Como o comportamento humano é essencialmente mimético, e tendemos, em particular, a imitar o comportamento das elites, estas convicções de luxo espalharam-se das academias de elite para as restantes universidades, e daí para as elites culturais e os meios de comunicação social, fechando-os numa bolha social e cultural e criando a grande divisão. Como diz Henderson,
“Veja-se o vocabulário. O típico norte-americano da classe trabalhadora não saberia dizer o que significa “heteronormativo” ou “cisgénero”. Mas se visitarmos uma universidade de elite, encontraremos muitas pessoas ricas que nos explicarão com todo o gosto.

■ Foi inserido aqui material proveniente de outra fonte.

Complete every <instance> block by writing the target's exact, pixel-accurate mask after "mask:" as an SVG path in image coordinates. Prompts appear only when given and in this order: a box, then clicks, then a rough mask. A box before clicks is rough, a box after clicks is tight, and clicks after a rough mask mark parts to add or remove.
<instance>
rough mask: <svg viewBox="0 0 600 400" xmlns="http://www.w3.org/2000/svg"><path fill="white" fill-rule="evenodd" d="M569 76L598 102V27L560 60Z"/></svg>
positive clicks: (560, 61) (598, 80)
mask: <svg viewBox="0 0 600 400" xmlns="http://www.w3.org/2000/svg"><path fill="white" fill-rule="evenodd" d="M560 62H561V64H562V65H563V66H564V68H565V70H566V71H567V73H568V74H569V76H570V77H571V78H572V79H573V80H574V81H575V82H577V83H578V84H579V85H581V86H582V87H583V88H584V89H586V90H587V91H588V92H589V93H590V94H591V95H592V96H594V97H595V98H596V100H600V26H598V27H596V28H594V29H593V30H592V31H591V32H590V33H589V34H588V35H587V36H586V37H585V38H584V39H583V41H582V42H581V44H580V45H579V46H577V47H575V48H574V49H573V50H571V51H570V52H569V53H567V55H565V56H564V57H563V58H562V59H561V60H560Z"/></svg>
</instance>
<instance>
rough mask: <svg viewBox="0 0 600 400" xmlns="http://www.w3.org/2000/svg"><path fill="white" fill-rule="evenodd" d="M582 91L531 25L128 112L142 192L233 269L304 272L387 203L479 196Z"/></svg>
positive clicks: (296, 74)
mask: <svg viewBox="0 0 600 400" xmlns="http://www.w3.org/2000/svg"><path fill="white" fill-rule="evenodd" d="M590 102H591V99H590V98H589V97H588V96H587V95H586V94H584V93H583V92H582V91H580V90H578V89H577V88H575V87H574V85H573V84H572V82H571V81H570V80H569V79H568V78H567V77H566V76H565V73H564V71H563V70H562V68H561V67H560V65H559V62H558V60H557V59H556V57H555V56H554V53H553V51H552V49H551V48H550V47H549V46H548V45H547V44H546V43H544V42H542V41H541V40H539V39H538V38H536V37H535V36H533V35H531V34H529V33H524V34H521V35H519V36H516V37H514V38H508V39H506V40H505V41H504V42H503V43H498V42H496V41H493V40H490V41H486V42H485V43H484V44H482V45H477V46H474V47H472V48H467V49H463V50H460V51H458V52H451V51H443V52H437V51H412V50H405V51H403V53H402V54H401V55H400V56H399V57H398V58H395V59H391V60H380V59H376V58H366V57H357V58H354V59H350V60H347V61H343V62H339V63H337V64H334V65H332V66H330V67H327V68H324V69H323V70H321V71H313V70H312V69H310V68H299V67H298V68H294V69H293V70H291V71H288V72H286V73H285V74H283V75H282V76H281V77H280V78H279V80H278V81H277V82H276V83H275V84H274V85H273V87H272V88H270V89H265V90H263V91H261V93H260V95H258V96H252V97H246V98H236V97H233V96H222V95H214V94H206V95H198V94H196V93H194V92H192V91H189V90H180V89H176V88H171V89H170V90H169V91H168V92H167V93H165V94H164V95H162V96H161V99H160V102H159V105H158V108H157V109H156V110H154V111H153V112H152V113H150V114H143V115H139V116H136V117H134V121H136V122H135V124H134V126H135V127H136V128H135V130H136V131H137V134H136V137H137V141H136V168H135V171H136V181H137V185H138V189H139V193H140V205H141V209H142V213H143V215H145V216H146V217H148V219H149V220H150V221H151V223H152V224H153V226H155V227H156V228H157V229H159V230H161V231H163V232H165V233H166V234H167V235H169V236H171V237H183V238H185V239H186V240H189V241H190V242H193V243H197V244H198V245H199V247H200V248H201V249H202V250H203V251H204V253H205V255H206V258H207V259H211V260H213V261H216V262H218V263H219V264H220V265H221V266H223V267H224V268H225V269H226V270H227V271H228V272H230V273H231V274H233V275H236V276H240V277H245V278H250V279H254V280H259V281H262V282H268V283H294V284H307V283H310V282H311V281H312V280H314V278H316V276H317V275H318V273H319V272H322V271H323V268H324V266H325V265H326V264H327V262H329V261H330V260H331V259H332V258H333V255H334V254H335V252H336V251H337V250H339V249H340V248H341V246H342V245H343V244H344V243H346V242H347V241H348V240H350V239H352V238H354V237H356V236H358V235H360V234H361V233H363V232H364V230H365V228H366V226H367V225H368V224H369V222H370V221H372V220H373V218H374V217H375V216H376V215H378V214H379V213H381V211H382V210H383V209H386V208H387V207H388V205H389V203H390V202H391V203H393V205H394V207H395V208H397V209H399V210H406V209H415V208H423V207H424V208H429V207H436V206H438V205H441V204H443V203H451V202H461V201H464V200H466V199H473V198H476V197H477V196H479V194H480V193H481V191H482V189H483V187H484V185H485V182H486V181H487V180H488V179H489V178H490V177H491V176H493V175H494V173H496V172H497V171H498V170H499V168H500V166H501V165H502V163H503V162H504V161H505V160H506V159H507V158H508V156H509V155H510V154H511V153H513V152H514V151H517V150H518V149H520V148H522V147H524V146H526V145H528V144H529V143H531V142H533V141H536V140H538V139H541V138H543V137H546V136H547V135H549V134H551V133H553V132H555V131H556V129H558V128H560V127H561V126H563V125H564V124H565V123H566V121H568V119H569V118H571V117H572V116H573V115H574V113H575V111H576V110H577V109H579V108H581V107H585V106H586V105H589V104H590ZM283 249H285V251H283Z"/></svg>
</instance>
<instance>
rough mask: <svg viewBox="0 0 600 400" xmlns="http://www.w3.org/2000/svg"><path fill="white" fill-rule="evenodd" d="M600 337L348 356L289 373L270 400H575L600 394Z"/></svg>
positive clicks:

Quando alguém usa a expressão ‘apropriação cultural’, o que está realmente a dizer é: ‘Fui educado numa universidade de topo’. Só os ricos se podem dar ao luxo de aprender vocabulário estranho, porque as pessoas comuns têm problemas reais com que se preocupar.”
Esse estatuto superior materializa-se, então, numa linguagem própria e que precisa de ser renovada regularmente (tal como as peças de vestuário se submetem à dura lógica da moda). As palavras vão mudando, as ideias vão-se renovando e a pressão sobre os pares é mantida:
“É possível que os brancos abastados não concordem sempre com as suas próprias convicções de luxo, ou, pelo menos, tenham dúvidas. Talvez não gostem do casaco de peles ideológico que estão a usar. Mas se os seus pares os castigarem por não o usarem sempre, nunca mais sairão de casa sem ele.”
Foram estas ideias que se infiltraram no Partido Democrata e que alteraram o panorama eleitoral nos Estados Unidos, tornando a próxima eleição tão disputada. Os contributos da dupla John Judis e Ruy Teixeira são, nesse sentido, muito úteis. Em 2002, estes autores publicaram um popular livro, The Emerging Democratic Majority, que se veio a revelar pouco preditivo, pelo que, no ano passado, tentaram explicar o que falhou. Em Where Have All the Democrats Gone?, os autores defendem que não só os democratas se tornaram reféns das elites tecnológicas, como, sobretudo, foram tomados por um radicalismo cultural que afastou o partido das preocupações das pessoas comuns, que eram o seu eleitorado base. Acima de tudo,
“Os democratas precisam de se olhar ao espelho e examinar até que ponto os seus próprios fracassos contribuíram para a ascensão das tendências mais tóxicas da direita.”
Neste sentido, há poucas dúvidas quanto à pergunta que, por vezes, desponta no podcast América Dividida: sim, o Partido Democrata tornou-se um partido de elites, muito mais preocupado com os meninos das universidades que protestam do que com aqueles a quem cabe limpar os campi no final dos protestos.